Orientasi Tim Layanan Haji Indonesia Digelar di Jeddah
Selasa , 17 Jul 2018, 12:05 WIB

Republika/Fitriyan Zamzami
Sekretaris Daker Bandara Abdillah memberi pengarahan bagi petugas yang bakal menyambut jamaah haji Indonesia yang mulai tiba Senin (17/7) ini di Bandara Amir Muhammad bin Abdulaziz, Madinah, Senin (16/7)

IHRAM.CO.ID, JEDDAH -- Penerbangan pertama jamaah haji Indonesia akan mendarat di Bandara Internasional Pangeran Muhammad Bin Abdulaziz di Madinah, Arab Saudi, Selasa (17/7) waktu Saudi. Sebagai persiapan awal, Bagian Urusan Haji pada Konsulat Jenderal Indonesia di Jeddah menyelenggarakan program antara lain orientasi yang berlangsung selama tiga hari bagi personel layanan haji.

Sebanyak 891 personel yang direkrut secara lokal, 822 petugas dari Kementerian Agama Indonesia, dan 169 staf medis dari Kementerian Kesehatan, menghadiri program tersebut. Para petugas itu dikerahkan di Madinah, Jeddah, dan Makkah untuk membantu jamaah haji Indonesia.

Dalam orientasi itu, mereka diberi pengarahan tentang kebijakan umum pemerintah Saudi tentang haji dan hal-hal yang diperbolehkan dan dilarang untuk jamaah haji. Di samping, manajemen transportasi udara serta layanan darat bagi kedatangan jamaah haji Indonesia.

Dalam sambutan pada acara pembukaan, Konsul Jenderal Indonesia Mohamad Hery Saripudin mengatakan, pemerintah Indonesia mengerahkan upaya maksimal dalam meningkatkan layanan untuk membuat jamaahnya lebih nyaman dan fokus dalam menjalankan ibadah haji.

Hery meminta petugas haji untuk memberikan layanan terbaik kepada para tamu Allah dengan mengetahui dengan baik profil mereka. Ia mengatakan, dari 221 ribu jamaah asal Indonesia, lebih dari 98,37 persen datang untuk pertama kalinya untuk menjalankan ibadah haji. Tantangan lain bagi para petugas di lapangan, Hery mengatakan, jamaah Indonesia sebagian besar adalah orang tua, yang memiliki risiko kesehatan.

"Jadi, layanan harus diberikan dengan tingkat kesabaran dan empati yang tinggi, terutama pada hari-hari puncak ritual haji, ketika suhu diperkirakan mencapai antara 48 hingga 50 derajat Celcius," kata Hery, dilansir di Saudi Gazette, Selasa (17/7).

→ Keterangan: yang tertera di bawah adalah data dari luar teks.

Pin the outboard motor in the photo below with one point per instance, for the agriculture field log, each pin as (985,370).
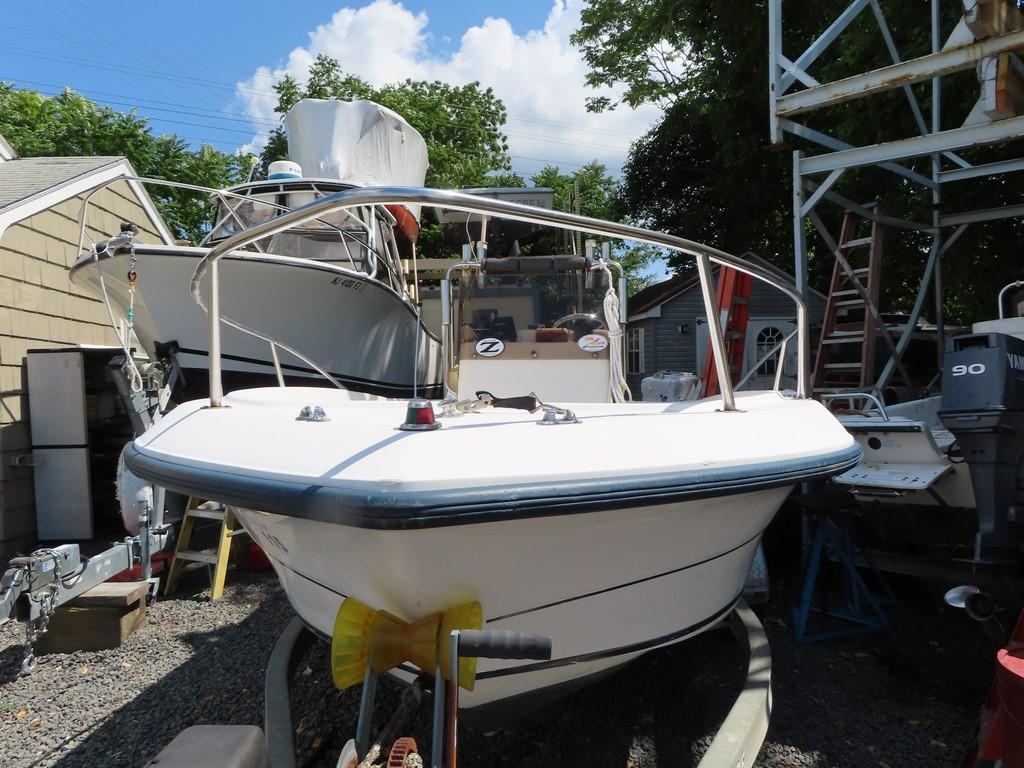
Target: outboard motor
(983,406)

Sebelumnya, pemerintah Saudi berkoordinasi dengan pihak berwenang Indonesia mulai menerapkan fasilitas pra-izin imigrasi bagi jamaah Indonesia dari titik embarkasi negara asal. Fasilitas ini memungkinkan jamaah untuk melewatkan prosedur imigrasi setibanya di Arab Saudi. Sehingga, akan mengurangi waktu tunggu di bandara.

Terobosan lain, tambah Hery, adalah meningkatkan layanan katering bagi jamaah selama mereka tinggal di Makkah dan Madinah. Makanan akan disajikan sebanyak 40 kali di Makkah, sekali di bandara, 18 kali di Madinah, dan 16 kali selama fase puncak Haji di Arafah-Muzdalifah-Mina (Armina). Perusahaan katering juga diharuskan untuk menggunakan rempah-rempah dan bahan-bahan dari Indonesia untuk memuaskan selera jamaah.

"Jamaah kami dapat menikmati masakan dengan cita rasa Indonesia, sehingga mereka tidak merasa jauh dari rumah. Kami harus memastikan jamaah mendapatkan makanan sehat dan bergizi sesuai selera mereka," tambahnya.

Selain itu, adapula inovasi dalam pengkodean dan pemilahan bagasi dan paspor jamaah, yang datang dalam warna berbeda sesuai dengan kelompok penerbangan. Setiap warna menunjukkan nomor hotel dan area di mana jamaah harus tinggal.

Sistem ini memungkinkan jamaah untuk langsung melanjutkan masuk ke dalam bus yang akan membawa mereka ke hotel yang ditunjuk di Makkah dan Madinah. Indonesia mengirim jamaah dalam jumlah terbesar, dengan total 221 ribu jamaah melaksanakan ibadah haji tahun ini. Sementara itu, pengaturan telah dilakukan untuk menerima jamaah yang akan mulai tiba hari ini di Saudi.